The new CHA confronts the legal issues between rental companies allowing sub-hire that arise in Australia's PPSA (Personal Properties Securities Act), which came into effect 1 February, 2012. The agreement complements the existing Master Agreement, already available to association members.
The PPS Act essentially requires all personal property in Australia to be registered on the national PPS Register to protect ownership or to mitigate title over the item.
Phil Newby, Chief Executive Officer of the HRIA said: “Under the PPSA, the interest of a hire business that allows its customer to sub-hire is dependent on the steps the customer takes to protect itself.
“The equipment can be lost because of matters beyond the control of the hire business if the customer on-hires and doesn’t look after the interest in the equipment,” Mr Newby said.
“This adds a new level of risk that can't be effectively controlled by hire businesses. Since the inception of the PPSA, this has led to a loss of confidence between some hire businesses. The introduction of the association driven CHA will however, provide instruction and a measure of protection for hire businesses hiring equipment that may be used for sub-hire.
“Of course members must ensure all hire agreements are checked by their own legal team to make sure it effectively covers their specific type of business.”
Mr Newby also reminded members and the industry as a whole that the transitional protection period since the introduction of the PPS Act is coming to an end.
He highlighted a recent court decision (Maiden Civil Case) which confirms hire businesses are vulnerable to loss of equipment if they do not perfect their interest by registration.
“This case involves the issue of transitional protection and confirms there are gaps and exceptions in the legislation. The majority of members will only have a small proportion of their rental fleet still out on hire relating to equipment hired out prior to 30 January, 2012. It is worthwhile for members to check what is still on hire and get legal advice on what to do to ensure it is covered under the PPSA.

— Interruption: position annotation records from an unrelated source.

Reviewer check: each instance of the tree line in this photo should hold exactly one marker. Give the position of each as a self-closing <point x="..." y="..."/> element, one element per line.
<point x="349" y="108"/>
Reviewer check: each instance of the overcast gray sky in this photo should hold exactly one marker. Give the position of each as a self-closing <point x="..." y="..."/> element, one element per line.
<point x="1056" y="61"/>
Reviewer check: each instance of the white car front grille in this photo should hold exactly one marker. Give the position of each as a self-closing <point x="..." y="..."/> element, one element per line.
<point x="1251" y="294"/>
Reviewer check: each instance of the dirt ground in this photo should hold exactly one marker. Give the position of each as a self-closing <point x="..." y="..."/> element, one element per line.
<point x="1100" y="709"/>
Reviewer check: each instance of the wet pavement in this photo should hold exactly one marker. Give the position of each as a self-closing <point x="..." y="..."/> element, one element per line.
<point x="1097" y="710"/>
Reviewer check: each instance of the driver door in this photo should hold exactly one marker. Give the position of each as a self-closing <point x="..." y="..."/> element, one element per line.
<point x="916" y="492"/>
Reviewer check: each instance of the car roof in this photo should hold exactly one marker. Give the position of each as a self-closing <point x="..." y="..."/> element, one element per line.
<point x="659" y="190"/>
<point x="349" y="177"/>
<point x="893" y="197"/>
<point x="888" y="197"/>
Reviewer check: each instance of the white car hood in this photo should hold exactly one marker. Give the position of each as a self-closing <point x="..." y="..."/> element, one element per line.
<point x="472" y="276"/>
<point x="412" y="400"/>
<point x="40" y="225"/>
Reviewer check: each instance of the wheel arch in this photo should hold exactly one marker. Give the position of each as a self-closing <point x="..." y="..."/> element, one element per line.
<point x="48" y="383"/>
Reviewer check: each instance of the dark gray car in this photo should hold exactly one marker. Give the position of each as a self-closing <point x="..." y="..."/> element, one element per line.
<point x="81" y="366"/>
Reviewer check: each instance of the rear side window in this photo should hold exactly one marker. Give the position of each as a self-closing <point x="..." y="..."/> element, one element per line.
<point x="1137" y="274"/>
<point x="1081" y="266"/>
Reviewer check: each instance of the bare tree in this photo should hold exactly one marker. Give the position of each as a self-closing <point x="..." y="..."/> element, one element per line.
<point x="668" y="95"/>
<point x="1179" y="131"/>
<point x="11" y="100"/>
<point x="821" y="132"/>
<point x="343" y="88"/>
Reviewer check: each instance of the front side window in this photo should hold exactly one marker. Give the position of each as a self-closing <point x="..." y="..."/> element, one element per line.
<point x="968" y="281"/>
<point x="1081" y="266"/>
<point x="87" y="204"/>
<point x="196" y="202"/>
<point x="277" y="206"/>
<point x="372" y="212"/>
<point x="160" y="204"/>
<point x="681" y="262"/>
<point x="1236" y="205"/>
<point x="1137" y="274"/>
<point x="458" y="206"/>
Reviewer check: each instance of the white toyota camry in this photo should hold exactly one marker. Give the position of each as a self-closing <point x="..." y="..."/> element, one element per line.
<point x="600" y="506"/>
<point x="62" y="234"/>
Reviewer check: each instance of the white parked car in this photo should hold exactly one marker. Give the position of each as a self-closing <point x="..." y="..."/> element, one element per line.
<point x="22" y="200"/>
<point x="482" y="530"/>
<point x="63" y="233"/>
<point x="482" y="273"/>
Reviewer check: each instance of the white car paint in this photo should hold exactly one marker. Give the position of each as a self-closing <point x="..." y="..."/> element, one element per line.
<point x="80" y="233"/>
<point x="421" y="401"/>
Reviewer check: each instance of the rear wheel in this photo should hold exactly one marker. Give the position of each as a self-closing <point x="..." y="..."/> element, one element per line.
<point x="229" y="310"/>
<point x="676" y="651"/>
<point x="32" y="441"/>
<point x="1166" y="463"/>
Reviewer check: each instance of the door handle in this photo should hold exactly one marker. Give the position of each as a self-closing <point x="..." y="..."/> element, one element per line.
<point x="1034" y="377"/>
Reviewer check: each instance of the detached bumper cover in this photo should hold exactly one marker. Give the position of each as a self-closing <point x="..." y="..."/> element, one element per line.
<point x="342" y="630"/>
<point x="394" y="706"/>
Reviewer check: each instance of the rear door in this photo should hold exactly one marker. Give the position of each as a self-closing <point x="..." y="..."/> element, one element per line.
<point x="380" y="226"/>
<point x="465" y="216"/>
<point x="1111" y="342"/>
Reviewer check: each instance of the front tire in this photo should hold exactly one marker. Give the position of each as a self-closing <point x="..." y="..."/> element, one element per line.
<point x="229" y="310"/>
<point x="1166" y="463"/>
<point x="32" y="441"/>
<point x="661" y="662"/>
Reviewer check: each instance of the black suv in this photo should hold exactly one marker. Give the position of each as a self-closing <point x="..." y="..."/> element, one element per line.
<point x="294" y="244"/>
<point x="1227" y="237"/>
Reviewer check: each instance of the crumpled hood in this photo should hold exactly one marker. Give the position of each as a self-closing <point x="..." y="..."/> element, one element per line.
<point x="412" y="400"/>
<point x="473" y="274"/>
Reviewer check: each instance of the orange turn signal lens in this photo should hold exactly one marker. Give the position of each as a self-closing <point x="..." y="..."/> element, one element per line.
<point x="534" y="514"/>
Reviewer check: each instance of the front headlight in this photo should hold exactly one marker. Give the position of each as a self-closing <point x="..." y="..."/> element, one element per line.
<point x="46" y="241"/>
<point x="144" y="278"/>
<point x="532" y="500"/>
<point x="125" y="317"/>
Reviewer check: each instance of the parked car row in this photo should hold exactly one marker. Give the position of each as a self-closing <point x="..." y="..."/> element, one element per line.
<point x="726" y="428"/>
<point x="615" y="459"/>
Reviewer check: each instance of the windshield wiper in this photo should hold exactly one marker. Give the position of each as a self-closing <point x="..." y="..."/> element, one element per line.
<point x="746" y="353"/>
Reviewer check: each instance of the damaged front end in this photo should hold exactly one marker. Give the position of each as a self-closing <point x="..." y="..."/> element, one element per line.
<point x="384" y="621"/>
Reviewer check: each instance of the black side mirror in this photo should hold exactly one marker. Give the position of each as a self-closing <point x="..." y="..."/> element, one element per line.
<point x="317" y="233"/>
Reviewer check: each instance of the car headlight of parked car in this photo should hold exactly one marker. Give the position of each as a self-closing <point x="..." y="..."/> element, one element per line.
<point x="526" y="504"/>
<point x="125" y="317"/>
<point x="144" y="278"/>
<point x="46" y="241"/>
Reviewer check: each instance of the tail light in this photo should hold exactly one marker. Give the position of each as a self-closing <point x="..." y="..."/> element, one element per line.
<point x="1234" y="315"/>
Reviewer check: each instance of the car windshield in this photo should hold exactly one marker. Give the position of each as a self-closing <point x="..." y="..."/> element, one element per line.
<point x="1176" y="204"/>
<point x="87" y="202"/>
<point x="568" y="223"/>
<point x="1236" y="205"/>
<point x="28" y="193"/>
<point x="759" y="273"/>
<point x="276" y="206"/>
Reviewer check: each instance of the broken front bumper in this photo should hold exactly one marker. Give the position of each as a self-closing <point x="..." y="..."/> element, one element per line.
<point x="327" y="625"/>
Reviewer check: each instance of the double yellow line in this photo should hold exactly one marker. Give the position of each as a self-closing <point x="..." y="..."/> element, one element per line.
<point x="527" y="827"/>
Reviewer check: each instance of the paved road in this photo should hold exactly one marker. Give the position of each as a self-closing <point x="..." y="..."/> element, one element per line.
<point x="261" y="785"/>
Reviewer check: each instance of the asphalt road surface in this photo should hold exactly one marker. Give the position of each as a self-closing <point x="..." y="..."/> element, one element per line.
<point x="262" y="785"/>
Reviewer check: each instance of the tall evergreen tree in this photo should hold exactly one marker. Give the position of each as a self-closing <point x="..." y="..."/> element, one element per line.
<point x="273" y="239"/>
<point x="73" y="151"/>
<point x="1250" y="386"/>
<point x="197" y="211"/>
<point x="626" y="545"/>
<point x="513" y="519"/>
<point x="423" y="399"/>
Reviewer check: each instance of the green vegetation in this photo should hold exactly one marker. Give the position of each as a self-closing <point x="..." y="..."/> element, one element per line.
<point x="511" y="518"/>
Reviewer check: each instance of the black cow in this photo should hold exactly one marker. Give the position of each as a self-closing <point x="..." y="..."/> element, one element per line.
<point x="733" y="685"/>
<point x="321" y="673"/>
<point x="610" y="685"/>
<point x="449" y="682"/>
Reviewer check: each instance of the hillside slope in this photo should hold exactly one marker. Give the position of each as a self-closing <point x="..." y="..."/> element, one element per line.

“All other rentals that have occurred since the start of the PPS Act will be covered by Master Agreements, but of course, only if members have implemented Master Agreements,” Mr Newby said.
“The PPSA brings particular risks in relation to cross hire. For example: An owner hires a mixer to a hirer for 13 months and perfects the security interest by (PPSR) registration against the hirer. The hirer then sub-hires to a user for 12 months and 28 days. If the hirer does not also perfect the security interest by registering against the user on the PPS Register, the owner’s rights to the mixer may be lost if the user wrongfully sells it or if the user becomes insolvent. If both the user and hirer are insolvent the owner may sustain an absolute loss,” Mr Newby said.